The weathermen get very excited every year during hurricane season. If a hurricane appears to be destined for any part of the Texas coast, we are doomed and will surely be cursed with flood level rains. Never mind that the Texas coast is like huge, and at best my hometown received an inch of rain during each of the last few hurricanes. We are nothing here in Texas if not dramatic.
So naturally, I wasn't expecting to be cleaning up after a natural disaster yesterday evening.
My house was toilet papered. Interiorly, which is totally a word. It was obviously an inside job. And for the record, this was only equivalent to 1/4 of the total toilet paper I cleaned up. I was a little too angry to reach for the camera until after it was nearly cleaned.
But the *bastard* wasn't done.
We had to glue the metal *life saving device* back on so the treadmill would work. Which means I am totally screwed if I ever fall while running. It is almost inevitable that I will be scalped by treadmill. Exercise really is going to kill me.
I worked my deductive reasoning skills honed by years of crime drama TV and came to the conclusion that the bite marks resemble the dog more than the husband. To be sure though, I called his office and confirmed with his secretary that he was in the office all morning.
But how can I be mad at this face?
And also he is currently humping his bed. Fantastic.
I promise we will be back in
2 comments:
Well hurricanes are a non-issue here, but I've slept through about 4 tornados now, which is equally as awesome. But makes me feel like a really bad (or at least really tired) mom for not taking my kids into nasty wet basement safety.
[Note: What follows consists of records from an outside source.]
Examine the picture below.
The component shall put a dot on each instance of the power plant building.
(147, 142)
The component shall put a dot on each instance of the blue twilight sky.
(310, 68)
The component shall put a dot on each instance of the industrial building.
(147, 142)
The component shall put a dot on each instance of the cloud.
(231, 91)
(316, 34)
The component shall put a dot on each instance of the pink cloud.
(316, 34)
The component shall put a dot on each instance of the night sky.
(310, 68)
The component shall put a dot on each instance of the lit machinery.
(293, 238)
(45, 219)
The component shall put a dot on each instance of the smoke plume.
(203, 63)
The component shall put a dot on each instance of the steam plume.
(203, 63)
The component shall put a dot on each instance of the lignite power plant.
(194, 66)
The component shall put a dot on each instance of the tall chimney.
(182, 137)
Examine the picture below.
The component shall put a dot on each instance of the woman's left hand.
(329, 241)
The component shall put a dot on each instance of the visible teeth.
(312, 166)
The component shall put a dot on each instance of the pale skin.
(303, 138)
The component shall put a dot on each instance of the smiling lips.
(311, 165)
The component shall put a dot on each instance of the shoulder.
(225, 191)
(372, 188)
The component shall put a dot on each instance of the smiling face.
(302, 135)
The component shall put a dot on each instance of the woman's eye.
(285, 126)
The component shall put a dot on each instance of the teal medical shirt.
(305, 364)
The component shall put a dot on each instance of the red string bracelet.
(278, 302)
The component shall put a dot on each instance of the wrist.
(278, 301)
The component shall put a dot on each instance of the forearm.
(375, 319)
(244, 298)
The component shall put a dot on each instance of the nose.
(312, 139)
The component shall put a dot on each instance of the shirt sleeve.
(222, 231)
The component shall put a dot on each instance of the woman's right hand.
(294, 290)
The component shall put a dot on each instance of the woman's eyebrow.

I applaud you for still being a dog-owner. This is one of my many reasons why I cannot own a dog at this point in my life.
I wish that during my wedding planning process, I had any inkling was blogging was. I know I had some doozies the blogosphere would've appreciated.
Oh the Texas weatherman drama. It's always something with them. ICE! and SLEET! during the winter. And now HURRICANES!
I couldn't be mad at that face either. Instead I would just bury my face in the soft fur of the neck which is what I do with my dog.